Seit knapp 13 Jahren bringt die Theatergruppe Scenario jedes Semester spannende Inszenierungen auf die Bühnen Tübingens. Vergangenen Freitag feierte das dreiköpfige Schauspielteam zusammen mit Regisseur Thomas Rösner die Premiere des diessemestrigen Stücks. Die vielen Zuschauer im Fichtehaus durften sich an einer expressiven Interpretation eines philosophischen Kammerspiels von Sartre erfreuen.

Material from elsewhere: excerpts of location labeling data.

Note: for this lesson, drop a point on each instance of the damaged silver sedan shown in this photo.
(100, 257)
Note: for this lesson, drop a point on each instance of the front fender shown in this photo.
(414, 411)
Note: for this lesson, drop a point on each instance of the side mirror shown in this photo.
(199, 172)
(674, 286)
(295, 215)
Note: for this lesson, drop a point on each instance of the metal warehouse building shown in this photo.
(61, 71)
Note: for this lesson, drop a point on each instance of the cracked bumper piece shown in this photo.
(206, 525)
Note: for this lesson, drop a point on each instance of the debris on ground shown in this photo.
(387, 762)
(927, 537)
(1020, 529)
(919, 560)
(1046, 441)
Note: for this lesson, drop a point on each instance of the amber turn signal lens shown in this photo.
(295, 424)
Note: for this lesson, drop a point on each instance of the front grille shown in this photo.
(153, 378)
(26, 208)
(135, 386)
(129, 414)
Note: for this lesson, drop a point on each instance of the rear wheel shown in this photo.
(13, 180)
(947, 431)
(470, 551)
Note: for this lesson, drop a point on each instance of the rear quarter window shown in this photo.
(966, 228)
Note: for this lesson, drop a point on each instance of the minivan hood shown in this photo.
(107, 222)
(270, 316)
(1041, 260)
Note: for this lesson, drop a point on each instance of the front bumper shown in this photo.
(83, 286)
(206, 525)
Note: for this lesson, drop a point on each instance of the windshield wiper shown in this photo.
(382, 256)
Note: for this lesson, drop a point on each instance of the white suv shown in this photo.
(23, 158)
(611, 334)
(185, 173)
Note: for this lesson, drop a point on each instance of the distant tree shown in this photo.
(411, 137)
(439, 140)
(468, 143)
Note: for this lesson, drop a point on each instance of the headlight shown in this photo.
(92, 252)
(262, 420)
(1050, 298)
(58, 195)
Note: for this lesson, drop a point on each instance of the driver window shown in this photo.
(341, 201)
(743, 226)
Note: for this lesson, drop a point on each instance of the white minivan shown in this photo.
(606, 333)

Drei Abwesende in der Hölle
Es gibt wohl wenige Theaterstücke, die es schaffen, sich so weniger Charaktere und Requisiten zu bedienen und dennoch mit ausdrucksstarken Texten zu beeindrucken. In Jean-Paul Sartres minimalistischen Kammerspiel „Geschlossene Gesellschaft“ treffen drei unterschiedliche Charaktere nach ihrem irdischen Tod aufeinander. Die allgegenwärtige Hitze, die den Journalisten Garcin plagt, ist eine gelungene Metapher für die bedrückenden inneren Konflikte der Protagonisten. Eingesperrt in einem kargen Raum sind die irdisch Abwesenden gezwungen, ihre Sünden miteinander zu teilen. Die seelische Höllenfahrt beginnt, als sie sich als gegenseitige Folterknechte entpuppen.
Ein spiegelloses Dasein
Die eitle Estelle, gespielt von Hanna Weiß, verliert den Boden unter den Füßen, da sie ihre Identität nur in ihrem Spiegelbild reflektieren kann. Die hochintellektuelle Ines vertraut auf ein substantielles Ich-Empfinden von innen – im Gegensatz zu Estelles sinnlichkeitsbetontem Selbstbild. Eines haben alle drei jedoch gemeinsam: Geplagt von irdischen Sünden, suchen sie sich auf egoistische Weise in ihrem Gegenüber zu reflektieren. Estelle bettelt um die sexuelle Aufmerksamkeit von Garcin. Der erfolgsorientierte pazifistische Journalist kann hingegen nur durch die Anerkennung und das Vertrauen anderer existieren. Er scheint besessen von den Gedanken seiner irdischen Kollegen und verzweifelt bei dem Gedanken, in Vergessenheit zu geraten.
„Ich will meine Hölle selbst wählen“
Einzig und allein Ines predigt auf zynische Weise existenzialistische Gedanken. Während sich ihre beiden Höllengefährten mit dem Glauben an Zufall ihrer moralischen Verantwortung entziehen wollen, blickt Ines den ungeschönten Tatsachen ins Gesicht. Schauspielerin Nora Martetschläger verkörpert auf sehr authentische Weise Sartres Grundgedanken des Freiheitsdilemmas. Der Mensch hat die Freiheit, sich selbst zu erfinden, steht jedoch in der vollen Verantwortung für jede Tat, da es keinen übernatürlichen Determinismus gibt.
„In meinem Kopf wird es immer hell sein“
Entgegen der weitläufigen Meinung, nach dem Tod Frieden zu finden, inszeniert vor allem Micha Himpel in der Rolle des stolzen Garcins auf eindrucksvolle Weise die Tragweite der moralischen Verantwortung. Seine innere Zerrissenheit lässt ihn den irdischen Verlust nicht akzeptieren. Der verzweifelte Versuch, sein Leben im Tod noch zu ordnen, scheitert. Was für immer bleibt, sind die selbstverschuldeten Taten, durch die die Charaktere sich während ihres Lebens definiert haben. Alle Protagonisten leiden auf ihre Art und Weise am Prozess der Selbstakzeptanz.
Die wohl eindrucksvollste Szene ist der Moment, in dem die Tür der Hölle geöffnet wird. Alle Charaktere lechzten bisher nach einer Flucht. Als ihnen alle Türen offen stehen, blicken sie der nackten Freiheit aber mit Skepsis ins Gesicht – eingeschüchtert von den endlosen Möglichkeiten der Welt.
Weitere Aufführungen: 12. und 13. Juli im Löwenkino (Altstadt).
Beginn jeweils um 20 Uhr. Eintritt 6 €.